= Francesco Azzuri =

Italian architect

Francesco Azzurri (Rome, 1831–1901) was an Italian architect. He was the nephew of the architect Giovanni Azzurri, a professor of architecture at the Academy of St. Luke in Rome.

==Biography==
Francesco studied Engineering and Architecture at the University of Rome, under San Bartolo and Sereni, afterward in the Accademia di San Luca under his uncle. He traveled extensively.

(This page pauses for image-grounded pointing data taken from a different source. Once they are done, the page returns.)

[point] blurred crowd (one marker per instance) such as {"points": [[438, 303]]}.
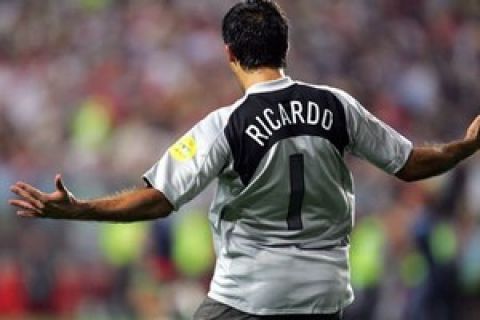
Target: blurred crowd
{"points": [[98, 90]]}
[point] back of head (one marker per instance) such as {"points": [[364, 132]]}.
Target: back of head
{"points": [[256, 32]]}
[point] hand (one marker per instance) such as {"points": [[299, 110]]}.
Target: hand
{"points": [[36, 204], [473, 132]]}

Most of his designs are inside Rome and include the isolated building in piazza Pollarola; the palazzo Pericoli in via di Monserrato; the palazzo Negroni, now palazzo Caffarelli in via de' Condotti, the Hotel Bristol in piazza Barberini, the park next to the Palazzo Barberini; the restoration of the Palazzo Venezia, the villa and studio of the Polish artist Hendrik Siemiradski, the new Teatro Nazionale (1880–86, now demolished), the Palazzo Pubblico of the Republic of San Marino, and various funeral chapels in the Campo Varano. He dedicated himself to designing for charitable institutions, including hospitals and asylums. His asylums for the mentally ill in Rome and Siena were models for others. He designed the hospital of the Fatebenefratelli (1867) in the Isola Tiberina, the Ospedale di Santa Maria della Pietà (1862), and enlarged the Ospedale Maggiore and the orphanage.

He became professor and president of the Accademia di San Luca in Rome. He was named Commissioner for the Edification of the Palazzo of Fine Arts in Rome, Municipal Consigliere, and member of the Commission Archeologica, Edilizia e degli Archivii. He was named Knight of Order Piano and of San Gregorio Magno, Commander of the Order of Francesco Giuseppe, Knight of the Order of the Crown of Italy, the Spanish Order of Isabel the Catholic, and the Order of San Marino.